Several months ago, my friend sent me a video of a woman reading a book.
Brenda’s Beaver Needs a Barber.
I love wit and clever humor. I love a good turn of phrase. I love double entendres. This was right up my alley.
In the video, this woman was reading the book and showing the pictures, much like you would to a group of children in elementary school or a library.
I started watching the video. I found the double entendres intellectually interesting but wished I could speed up the delivery. Was there a way to watch it sped up? There wasn’t.
I got interrupted by my husband and was equal parts grateful and annoyed.
I tried watching it again later in the day and found myself irritated by the woman reading it. She thought it was so funny that she kept stopping in the middle of a sentence to laugh.
“Get on with it,” I found myself thinking.
I was interrupted by my husband again. Fine, if he was going to keep interrupting me, I’d wait and watch the video with him later.
That evening, we sat side-by-side on the couch to watch the video. By this time, I’d heard the first several pages, and this woman’s interruptive laughter, twice. I took a deep breath and hit play.
As she read each page and got caught up in laughter, my husband smiled.
She got tickled; he got tickled.
He threw his head back with laughter at the cleverness of the author and the experience of watching this woman read this funny book.
Why was I so grumpy?
His laughter softened my grump. Watching him enjoy the experience along with her was a stark contrast to my reaction of wishing she would control herself, read me the book, and get on with it.
I love to laugh. I love clever stories. I love to be taken by surprise when reading or watching something. Why was I not able to enjoy this?
As I got quiet and took a trip inside, I realized I had been working really hard in a very intellectual way recently. I felt like I was racing against a clock and there was no time for fun.

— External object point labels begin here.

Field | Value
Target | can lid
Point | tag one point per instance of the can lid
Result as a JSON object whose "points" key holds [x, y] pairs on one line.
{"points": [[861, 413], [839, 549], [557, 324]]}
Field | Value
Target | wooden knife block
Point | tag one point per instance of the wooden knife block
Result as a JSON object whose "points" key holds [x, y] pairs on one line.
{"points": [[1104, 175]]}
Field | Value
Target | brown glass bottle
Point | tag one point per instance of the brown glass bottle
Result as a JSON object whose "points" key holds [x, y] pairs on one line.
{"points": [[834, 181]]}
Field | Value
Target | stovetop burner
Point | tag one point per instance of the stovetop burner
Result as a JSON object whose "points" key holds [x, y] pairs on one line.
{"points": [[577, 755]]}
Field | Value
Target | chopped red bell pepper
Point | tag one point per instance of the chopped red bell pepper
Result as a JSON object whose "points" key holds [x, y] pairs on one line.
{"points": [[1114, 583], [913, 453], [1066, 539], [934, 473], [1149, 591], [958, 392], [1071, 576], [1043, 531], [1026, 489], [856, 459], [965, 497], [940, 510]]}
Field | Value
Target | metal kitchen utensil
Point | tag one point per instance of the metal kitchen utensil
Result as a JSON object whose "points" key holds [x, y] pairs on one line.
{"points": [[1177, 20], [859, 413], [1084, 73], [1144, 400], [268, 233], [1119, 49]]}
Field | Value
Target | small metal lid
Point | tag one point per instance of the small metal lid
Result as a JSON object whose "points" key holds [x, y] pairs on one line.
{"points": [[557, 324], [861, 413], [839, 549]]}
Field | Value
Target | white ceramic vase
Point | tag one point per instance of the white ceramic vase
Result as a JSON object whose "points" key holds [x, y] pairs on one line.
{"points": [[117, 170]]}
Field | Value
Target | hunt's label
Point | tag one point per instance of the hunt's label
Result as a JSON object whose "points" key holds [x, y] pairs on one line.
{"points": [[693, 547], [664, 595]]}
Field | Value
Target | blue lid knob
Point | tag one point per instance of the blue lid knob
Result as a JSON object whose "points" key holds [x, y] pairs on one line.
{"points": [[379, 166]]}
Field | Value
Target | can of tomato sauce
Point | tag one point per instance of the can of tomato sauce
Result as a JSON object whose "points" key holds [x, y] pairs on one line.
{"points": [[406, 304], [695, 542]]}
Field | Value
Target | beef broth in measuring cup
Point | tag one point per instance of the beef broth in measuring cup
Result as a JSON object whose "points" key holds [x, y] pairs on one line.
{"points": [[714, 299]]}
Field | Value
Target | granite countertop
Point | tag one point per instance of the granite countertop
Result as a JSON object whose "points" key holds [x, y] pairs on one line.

When I watched this woman read a book … and take the time to enjoy it, it felt unfair. How dare she take time for fun and whimsy when I wasn’t allowed to. I wanted that. How dare she take it.
That wasn’t the first or last time I caught myself being grumpy in a circumstance that would usually bring me joy, but I am thankful for the realization that when I am grumpy, it is often because someone else is doing something I wish I could do. And I am jealous.
The good news is that by realizing it, I can take steps to alter it.
The truth is there is enough time for fun and whimsy. I am better for it. I am more gracious and engaged in my life. The weight on my shoulders is lighter.
When I catch myself being grumptastic, it’s usually because I’ve gotten too caught up in doing and thinking and have lost the spark of creativity that fuels me.